Minson and Halliwill, who began work at the University in 2000 and 2002 respectively, previously worked together at the Mayo Clinic.

“It was completely fortuitous that we both ended up in the same place,” Minson said.

Halliwill said that as soon as he was hired, he and Minson began discussing plans to bring an environmental chamber to the University.

“At that point, we said it was part of our five-year plan,” Halliwill said.

They began searching for funding sources and found out about the Department of Defense grant two weeks before its application deadline in August 2003. Seven or eight months later, they received the funds and began designing and building the chamber.

Since March 2005, studies have tested and calibrated the chamber. Many experimental subjects have been students who were interested in either the project or the financial compensation (approximately $10 per hour), but Minson said some subjects were recruited based on their activity levels or on medical conditions such as hypertension or polycystic ovary syndrome.

“The first couple weeks I was working out on this quite a lot, testing the different conditions,” human physiology graduate student Gregg McCord said. “The lights make a big difference in there.”

McCord, who played a year of college football and now runs marathons, said his favorite workout condition in the chamber involved a low temperature and low humidity.

Minson said that while a person’s usual activity level might not be apparent from initial observation, a workout in the chamber can quickly provide that information. For example, people who don’t exercise can have coronary artery disease and not know it because they never stress their bodies to the point that the effects of the disease would be obvious.

“Trying to study the human body at rest doesn’t give us a lot of information,” Minson said. “When we place challenges on the body, then we can understand how physiology works.”

Because the chamber just opened, it has not yet been used for anything other than basic research. However, future collaborations involving medicine, athletics and clothing companies are possible.

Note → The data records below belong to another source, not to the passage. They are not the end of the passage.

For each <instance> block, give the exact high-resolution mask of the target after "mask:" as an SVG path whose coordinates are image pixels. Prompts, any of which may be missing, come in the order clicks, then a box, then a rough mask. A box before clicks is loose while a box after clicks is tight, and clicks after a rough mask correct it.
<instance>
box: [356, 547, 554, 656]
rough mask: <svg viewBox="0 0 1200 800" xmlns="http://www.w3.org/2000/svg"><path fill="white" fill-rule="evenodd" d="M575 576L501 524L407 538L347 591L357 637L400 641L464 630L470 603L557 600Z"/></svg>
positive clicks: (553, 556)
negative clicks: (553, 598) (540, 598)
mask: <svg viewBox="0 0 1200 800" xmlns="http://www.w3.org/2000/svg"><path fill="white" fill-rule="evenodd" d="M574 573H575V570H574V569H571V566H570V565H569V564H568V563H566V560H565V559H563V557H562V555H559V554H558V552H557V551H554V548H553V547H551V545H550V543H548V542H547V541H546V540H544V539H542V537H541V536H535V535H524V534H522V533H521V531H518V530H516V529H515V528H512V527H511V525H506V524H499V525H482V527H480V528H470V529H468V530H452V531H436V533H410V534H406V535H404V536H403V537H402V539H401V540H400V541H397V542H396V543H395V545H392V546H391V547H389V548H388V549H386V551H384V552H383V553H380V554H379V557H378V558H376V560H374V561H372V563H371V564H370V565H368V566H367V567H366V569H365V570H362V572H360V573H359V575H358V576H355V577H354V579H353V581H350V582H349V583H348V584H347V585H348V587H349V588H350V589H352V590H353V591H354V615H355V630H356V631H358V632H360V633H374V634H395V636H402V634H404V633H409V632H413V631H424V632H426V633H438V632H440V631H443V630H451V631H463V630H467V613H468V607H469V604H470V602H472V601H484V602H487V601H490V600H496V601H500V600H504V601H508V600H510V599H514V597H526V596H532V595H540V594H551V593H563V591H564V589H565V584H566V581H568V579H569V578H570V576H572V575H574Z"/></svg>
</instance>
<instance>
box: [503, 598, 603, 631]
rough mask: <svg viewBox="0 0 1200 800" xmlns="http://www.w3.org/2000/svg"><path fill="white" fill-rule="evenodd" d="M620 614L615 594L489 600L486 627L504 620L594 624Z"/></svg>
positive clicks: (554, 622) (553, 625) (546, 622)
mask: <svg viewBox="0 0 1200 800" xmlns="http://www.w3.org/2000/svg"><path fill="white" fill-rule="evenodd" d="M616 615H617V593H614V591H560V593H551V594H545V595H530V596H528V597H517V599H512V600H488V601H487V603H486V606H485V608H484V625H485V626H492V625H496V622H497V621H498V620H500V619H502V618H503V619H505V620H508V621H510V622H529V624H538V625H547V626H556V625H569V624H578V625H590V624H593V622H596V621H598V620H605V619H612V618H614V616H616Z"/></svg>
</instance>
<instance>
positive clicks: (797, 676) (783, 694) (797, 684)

“There are certain situations where we can test certain things more specifically than physicians can,” Minson said.

For instance, Minson said that people faint for different reasons that can be related to oxygen levels or temperature conditions, and tests could be performed on a person in the chamber to determine the cause of his or her fainting.

Minson said the University athletic department once approached the researchers in search of a thermal chamber to prepare football players for a game at the University of Missouri.

“They called Nike and (Nike) said, ‘You’ve got one right on your campus,’” Minson said.

Minson added that Nike has a similar chamber without the capability to simulate hypoxia or reduced oxygen conditions.

“We actually visited them to look at their chamber and open the door for collaboration,” Minson said.

Minson said some athletic clothing companies have expressed interest in using the chamber to test the function of their products under various conditions.

“I’m not going to name names, but you can figure out who they are, those who have UO connections and those who are in town,” Minson said.

Despite these opportunities, Minson said, “We want to do our research and that’s got to come first.”

With a National Institutes of Health-funded grant, Halliwill plans to use the chamber to study the relationship between sleep apnea and hypertension. He will use the chamber’s high altitude settings to simulate the oxygen deprivation of sleep apnea, when a person becomes temporarily unable to breathe while sleeping.

Minson researches changes in the skin during environmental heat stress and plans to use the chamber to conduct further research.